Un grand nombre de flèches avaient commencé à tomber du ciel, bien que personne ne leur ait ordonné de se préparer à une quelconque bataille.
« Uwagh ! »
« Aagh !? »
« Une attaque venue de nulle part !? Personne n’a déclenché les gongs d’alarme ! »
« Merde ! Qu’est-ce que les guetteurs font, bordel !? »
Des cris de panique et de confusion s’élevaient tout autour d’eux.
Et leur tourment ne faisait qu’augmenter. Des silhouettes fantômes se dirigeaient vers leur camp à une vitesse effrayante, tout en tirant une grêle de flèches.
« Quoi ? C-Cheval !? »
« Oh non, ils arrivent si vite ! A- Attendez, attendez-attendez-attendez ! »
« Je ne suis pas prêt à — gyaghh ! »
« N-Nonnn, je ne veux pas mourir… ggh… ! »
« Sauvez-moi… gaah ! »
Avant que les soldats n’aient eu la possibilité de faire autre chose que de paniquer, l’homme à la tête de la bande de cavaliers armés avait foncé sur eux, les frappant impitoyablement de gauche à droite avec la lame de sa lance.
C’était un homme étrange et sinistre, dont la moitié du visage était masquée par un masque noir de jais.
« Parfait, ils ont été complètement balayés ! » cria l’homme masqué. « Maintenant, ne gâchez pas cette opportunité — ravagez-les ! » Il leva sa lance, dégoulinante de sang, en l’air.
« Rraaaaghh ! » Les cavaliers derrière lui poussèrent un cri de guerre et le dépassèrent de chaque côté.
Ils étaient comme une meute de bêtes féroces.
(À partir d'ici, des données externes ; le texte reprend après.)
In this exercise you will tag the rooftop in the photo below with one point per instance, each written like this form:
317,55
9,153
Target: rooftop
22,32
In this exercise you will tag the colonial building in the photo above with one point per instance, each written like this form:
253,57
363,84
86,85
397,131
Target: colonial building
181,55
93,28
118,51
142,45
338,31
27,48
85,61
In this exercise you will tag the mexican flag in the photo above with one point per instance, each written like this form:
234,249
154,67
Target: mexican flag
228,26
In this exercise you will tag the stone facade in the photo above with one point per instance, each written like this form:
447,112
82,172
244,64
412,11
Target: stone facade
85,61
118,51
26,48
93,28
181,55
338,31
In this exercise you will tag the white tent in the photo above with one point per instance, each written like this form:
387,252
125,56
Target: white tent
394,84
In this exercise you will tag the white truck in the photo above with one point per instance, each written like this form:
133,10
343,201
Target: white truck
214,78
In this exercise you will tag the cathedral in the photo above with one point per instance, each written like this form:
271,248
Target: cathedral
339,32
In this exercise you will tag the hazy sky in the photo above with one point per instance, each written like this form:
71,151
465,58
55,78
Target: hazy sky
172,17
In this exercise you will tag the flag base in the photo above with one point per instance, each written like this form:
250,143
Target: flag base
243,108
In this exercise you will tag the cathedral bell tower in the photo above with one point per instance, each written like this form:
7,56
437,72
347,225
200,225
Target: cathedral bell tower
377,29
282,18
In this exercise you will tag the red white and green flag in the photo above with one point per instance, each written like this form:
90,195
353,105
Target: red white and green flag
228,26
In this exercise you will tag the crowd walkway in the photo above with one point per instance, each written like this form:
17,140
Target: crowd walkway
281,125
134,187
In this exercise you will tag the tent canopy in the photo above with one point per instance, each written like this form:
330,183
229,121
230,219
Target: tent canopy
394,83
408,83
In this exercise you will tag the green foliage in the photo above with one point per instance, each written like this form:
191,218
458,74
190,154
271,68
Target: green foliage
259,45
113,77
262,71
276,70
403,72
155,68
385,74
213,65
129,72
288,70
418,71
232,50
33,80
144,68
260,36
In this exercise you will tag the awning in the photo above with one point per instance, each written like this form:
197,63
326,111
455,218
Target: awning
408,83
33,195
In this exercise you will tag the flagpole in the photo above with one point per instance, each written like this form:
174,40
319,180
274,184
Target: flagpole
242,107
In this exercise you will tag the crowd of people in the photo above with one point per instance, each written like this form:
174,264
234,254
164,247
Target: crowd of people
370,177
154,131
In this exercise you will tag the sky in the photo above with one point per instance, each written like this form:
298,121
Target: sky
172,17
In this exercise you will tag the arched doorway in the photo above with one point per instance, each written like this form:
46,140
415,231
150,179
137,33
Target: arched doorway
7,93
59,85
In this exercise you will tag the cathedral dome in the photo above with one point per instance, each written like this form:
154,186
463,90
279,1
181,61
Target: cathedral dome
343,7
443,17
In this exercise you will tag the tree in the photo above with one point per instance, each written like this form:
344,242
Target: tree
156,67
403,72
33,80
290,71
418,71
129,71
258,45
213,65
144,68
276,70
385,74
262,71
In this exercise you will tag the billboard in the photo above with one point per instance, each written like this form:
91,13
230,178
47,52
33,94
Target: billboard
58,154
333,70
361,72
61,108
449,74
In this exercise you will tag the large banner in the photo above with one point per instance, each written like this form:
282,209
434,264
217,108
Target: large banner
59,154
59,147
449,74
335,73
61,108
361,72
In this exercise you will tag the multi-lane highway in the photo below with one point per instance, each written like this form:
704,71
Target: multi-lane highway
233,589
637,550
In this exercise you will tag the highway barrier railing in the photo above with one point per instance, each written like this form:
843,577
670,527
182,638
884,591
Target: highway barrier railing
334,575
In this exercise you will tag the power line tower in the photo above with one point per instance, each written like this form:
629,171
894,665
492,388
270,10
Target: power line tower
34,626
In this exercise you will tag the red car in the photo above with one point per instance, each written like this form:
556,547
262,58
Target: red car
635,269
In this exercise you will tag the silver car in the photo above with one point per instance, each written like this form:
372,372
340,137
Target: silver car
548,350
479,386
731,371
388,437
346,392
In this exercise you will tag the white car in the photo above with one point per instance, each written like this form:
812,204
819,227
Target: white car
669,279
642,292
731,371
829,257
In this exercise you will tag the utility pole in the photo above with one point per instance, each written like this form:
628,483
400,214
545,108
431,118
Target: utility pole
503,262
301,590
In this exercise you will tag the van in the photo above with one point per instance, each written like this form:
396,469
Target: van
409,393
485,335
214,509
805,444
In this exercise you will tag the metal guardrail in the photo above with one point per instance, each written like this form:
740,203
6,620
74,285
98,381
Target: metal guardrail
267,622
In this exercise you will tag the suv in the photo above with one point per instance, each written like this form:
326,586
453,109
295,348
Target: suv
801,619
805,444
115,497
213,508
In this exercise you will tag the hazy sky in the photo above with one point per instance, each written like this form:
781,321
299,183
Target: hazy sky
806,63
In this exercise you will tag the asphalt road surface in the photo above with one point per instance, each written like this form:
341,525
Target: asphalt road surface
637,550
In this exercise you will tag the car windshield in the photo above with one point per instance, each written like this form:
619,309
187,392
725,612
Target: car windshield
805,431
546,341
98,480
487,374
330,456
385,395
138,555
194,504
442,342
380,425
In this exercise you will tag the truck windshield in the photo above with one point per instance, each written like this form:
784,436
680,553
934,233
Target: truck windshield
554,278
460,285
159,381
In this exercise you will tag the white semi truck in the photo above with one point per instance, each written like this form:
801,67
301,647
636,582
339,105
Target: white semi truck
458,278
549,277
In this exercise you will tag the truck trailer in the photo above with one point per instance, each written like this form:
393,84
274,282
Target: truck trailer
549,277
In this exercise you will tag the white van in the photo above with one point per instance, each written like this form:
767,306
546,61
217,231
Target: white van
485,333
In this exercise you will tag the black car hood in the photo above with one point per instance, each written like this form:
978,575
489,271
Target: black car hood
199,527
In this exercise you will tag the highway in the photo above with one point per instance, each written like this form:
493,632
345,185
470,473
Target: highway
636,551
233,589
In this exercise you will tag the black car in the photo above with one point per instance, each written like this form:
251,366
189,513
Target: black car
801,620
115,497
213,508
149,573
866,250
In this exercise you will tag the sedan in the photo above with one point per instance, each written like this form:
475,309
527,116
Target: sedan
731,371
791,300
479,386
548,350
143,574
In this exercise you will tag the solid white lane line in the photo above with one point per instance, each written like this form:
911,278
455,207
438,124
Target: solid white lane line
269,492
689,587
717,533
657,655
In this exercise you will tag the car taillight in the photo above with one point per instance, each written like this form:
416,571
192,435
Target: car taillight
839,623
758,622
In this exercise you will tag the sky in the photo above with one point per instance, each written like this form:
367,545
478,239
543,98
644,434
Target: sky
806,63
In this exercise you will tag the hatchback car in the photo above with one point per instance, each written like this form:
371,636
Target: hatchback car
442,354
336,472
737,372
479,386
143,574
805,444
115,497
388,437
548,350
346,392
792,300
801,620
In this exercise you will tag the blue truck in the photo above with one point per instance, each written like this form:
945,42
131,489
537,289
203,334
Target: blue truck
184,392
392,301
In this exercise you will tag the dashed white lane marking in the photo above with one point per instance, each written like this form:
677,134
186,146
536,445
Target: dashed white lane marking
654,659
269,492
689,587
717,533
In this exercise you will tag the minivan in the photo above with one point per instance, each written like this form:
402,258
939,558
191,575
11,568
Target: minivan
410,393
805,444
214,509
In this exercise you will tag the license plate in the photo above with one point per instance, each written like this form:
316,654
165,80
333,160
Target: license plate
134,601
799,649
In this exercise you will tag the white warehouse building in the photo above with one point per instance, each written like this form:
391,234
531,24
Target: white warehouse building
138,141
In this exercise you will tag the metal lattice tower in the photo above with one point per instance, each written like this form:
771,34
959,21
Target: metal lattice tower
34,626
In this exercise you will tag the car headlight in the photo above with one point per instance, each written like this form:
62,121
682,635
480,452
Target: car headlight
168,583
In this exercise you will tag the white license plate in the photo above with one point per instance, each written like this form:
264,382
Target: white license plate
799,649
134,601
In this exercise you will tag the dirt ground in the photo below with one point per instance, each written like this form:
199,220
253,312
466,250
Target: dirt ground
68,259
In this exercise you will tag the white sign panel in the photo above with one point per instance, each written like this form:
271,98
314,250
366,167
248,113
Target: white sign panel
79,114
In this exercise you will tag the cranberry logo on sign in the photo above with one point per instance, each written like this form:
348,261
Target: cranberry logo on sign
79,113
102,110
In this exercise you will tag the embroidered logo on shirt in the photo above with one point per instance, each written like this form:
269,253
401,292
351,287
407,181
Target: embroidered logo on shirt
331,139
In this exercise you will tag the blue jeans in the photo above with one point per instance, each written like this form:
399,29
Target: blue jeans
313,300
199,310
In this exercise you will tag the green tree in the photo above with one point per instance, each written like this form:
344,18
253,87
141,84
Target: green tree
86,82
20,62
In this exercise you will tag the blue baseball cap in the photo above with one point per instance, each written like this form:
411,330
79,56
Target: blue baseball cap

Pour ce que ça vaut, les soldats du Clan Anti-Acier avaient été informés qu’il existait une unité de soldats au sein du Clan de l’Acier qui pouvaient se battre à cheval, ils savaient donc qu’ils devaient se préparer mentalement à les combattre.
Cependant, maintenant qu’ils étaient confrontés à de tels cavaliers en chair et en os, ce sentiment de préparation était rapidement écrasé.
D’abord, ils étaient tous si grands.